Die Bundeswehr ist für eine solche gerüstet. Bereits die „verteidigungspolitischen Richtlinien“ von 1992 verpflichteten sich auf die „Aufrechterhaltung des freien Welthandels und des ungehinderten Zugangs zu Märkten und Rohstoffen auf aller Welt“. Das 2006 erschienene Bundeswehr-Weißbuch macht die Gewährleistung der „Sicherheit der Energie-Infrastruktur“ gleichfalls zur Aufgabe der Truppe. Und auch die 1991 in Rom verabschiedete NATO-Strategie sieht bei einer „Unterbrechung der Zufuhr lebenswichtiger Ressourcen“ einen Einsatz vor. Das neue Konzept des Militärbündnisses dürfte der Rohstoff-Frage noch mehr Aufmerksamkeit widmen. Unter den neuen Bedrohungen, denen gegenüber die NATO sich im 21. Jahrhundert gewappnet zeigen müsse, rangierten für die US-Außenministerin Hillary Clinton bei ihrem Auftritt vor der französischen Militärakademie Ende Januar in Paris Engpässe bei Öl & Co. ganz oben. „Energie-Sicherheit hat eine besonders hohe Priorität. Länder, die sich in Bezug auf eine Kappung der Energie-Zufuhr verletzlich zeigen, müssen nicht nur mit ökonomischen Konzequenzen, sondern auch mit strategische Risiken rechnen“, so Clinton warnend.

Auch in der Praxis tut sich schon so einiges. Die EU-Mission EUFOR im Kongo 2006 verfolgte mitnichten das offiziell angegebene Ziel, den regulären Ablauf der Präsidenten-Wahl zu garantieren. Es ging vielmehr darum, China und den USA beim Run auf Coltan, Kupfer und Kobalt zuvorzukommen (siehe auch SWB 2/06).
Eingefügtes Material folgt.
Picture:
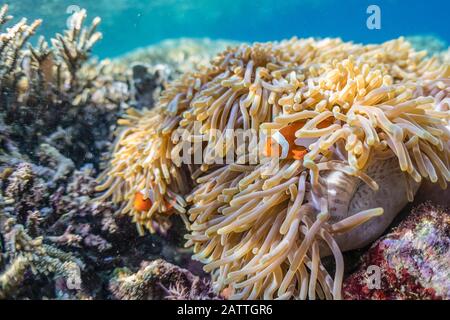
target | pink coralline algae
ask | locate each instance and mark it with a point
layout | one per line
(412, 262)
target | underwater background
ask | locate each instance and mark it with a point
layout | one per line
(129, 24)
(70, 84)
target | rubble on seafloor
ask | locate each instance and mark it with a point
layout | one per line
(410, 262)
(58, 116)
(58, 113)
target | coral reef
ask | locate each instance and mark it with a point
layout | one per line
(345, 113)
(58, 115)
(160, 280)
(413, 260)
(260, 235)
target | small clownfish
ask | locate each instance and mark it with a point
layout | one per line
(282, 143)
(286, 145)
(141, 203)
(144, 204)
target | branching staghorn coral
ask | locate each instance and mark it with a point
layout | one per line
(49, 89)
(357, 129)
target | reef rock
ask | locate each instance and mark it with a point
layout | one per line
(411, 262)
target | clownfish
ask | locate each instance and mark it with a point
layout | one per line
(143, 203)
(286, 145)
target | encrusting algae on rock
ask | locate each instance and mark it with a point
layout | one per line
(364, 112)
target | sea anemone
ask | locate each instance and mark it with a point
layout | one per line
(349, 127)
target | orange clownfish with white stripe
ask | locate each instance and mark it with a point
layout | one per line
(144, 201)
(284, 144)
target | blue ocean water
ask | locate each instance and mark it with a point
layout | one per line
(129, 24)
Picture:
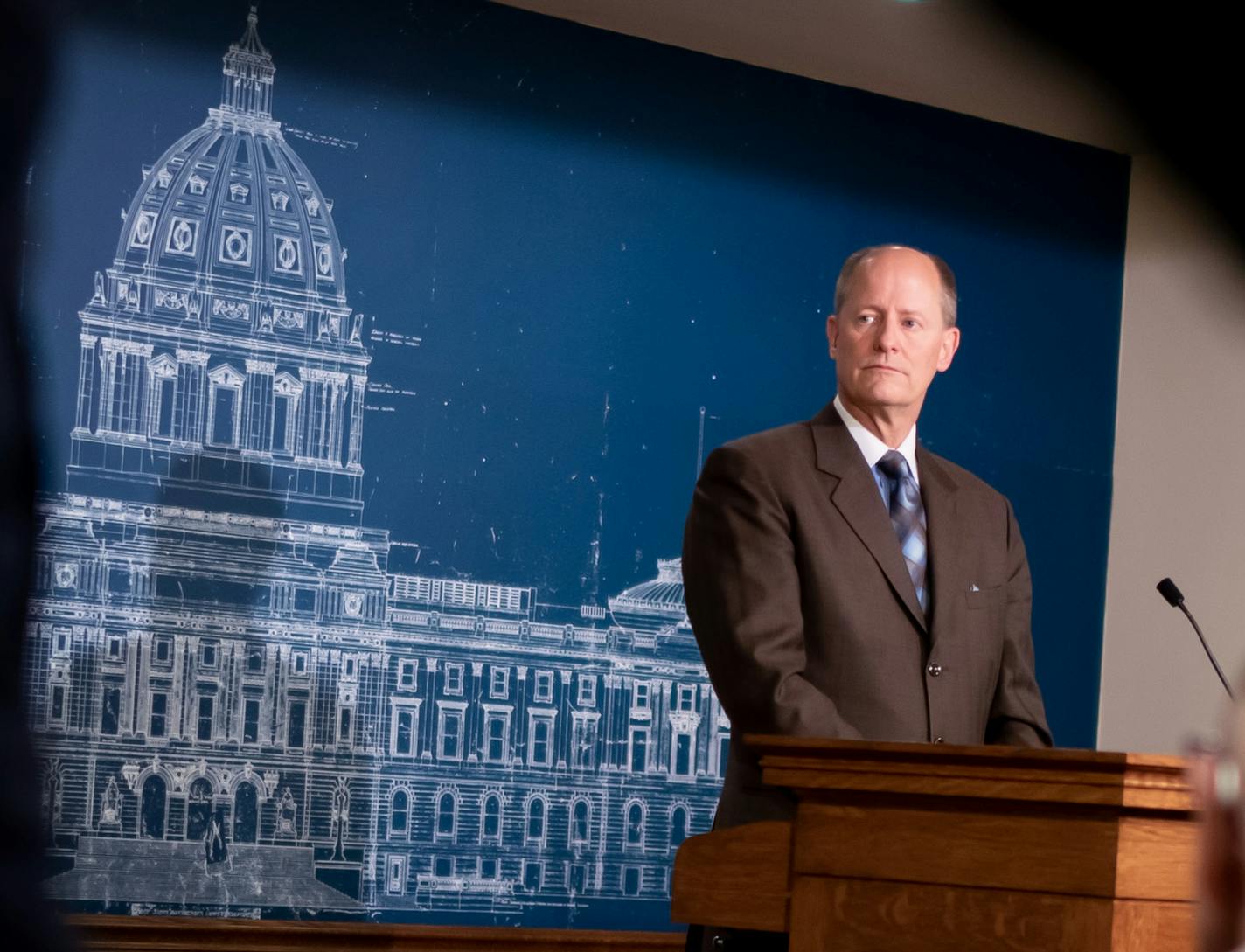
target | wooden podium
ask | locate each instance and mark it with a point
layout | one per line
(922, 848)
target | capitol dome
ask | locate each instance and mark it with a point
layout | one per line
(222, 367)
(231, 205)
(659, 599)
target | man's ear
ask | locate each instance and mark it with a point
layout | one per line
(950, 345)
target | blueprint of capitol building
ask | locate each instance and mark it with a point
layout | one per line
(240, 708)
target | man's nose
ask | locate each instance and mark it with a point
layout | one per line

Nur sagen durfte man dies nicht, wie der damalige Staatssekretär im Verteidigungsministerium, Walter Stützle in einem Phoenix-Interview bedauerte. „Im Kongo ist das Problem, dass der Öffentlichkeit von der Bundeskanzlerin nicht gesagt worden ist, worum es eigentlich geht. Das konnte man in Paris sehr deutlich hören. In Paris hat man gehört, wir können Afrika nicht China und den Vereinigten Staaten überlassen, Punkt (...) Da man das aber eigentlich nicht sagen wollte, hat man dann die Erfindung mit der Wahl gemacht“, plauderte Stützle aus dem Nähkästchen. Gegenwärtig ist die Bundeswehr im Osten des Kongo, am Horn von Afrika, aktiv. Im Rahmen der „Operation Enduring Freedom“ (OEF) schützt sie dort unter anderem die vom Persischen Golf durch den Suezkanal nach Europa verlaufende Öl-Route vor Piraten. Und auch am Hindukusch wird die Ressourcen-Sicherheit der Konzerne verteidigt. Das Thema „Afghanistan“ müsse man ebenfalls im energie-politischen Kontext sehen, so Guttenberg in der trauten Davoser Runde mit Wenning und anderen bundesdeutschen Managern.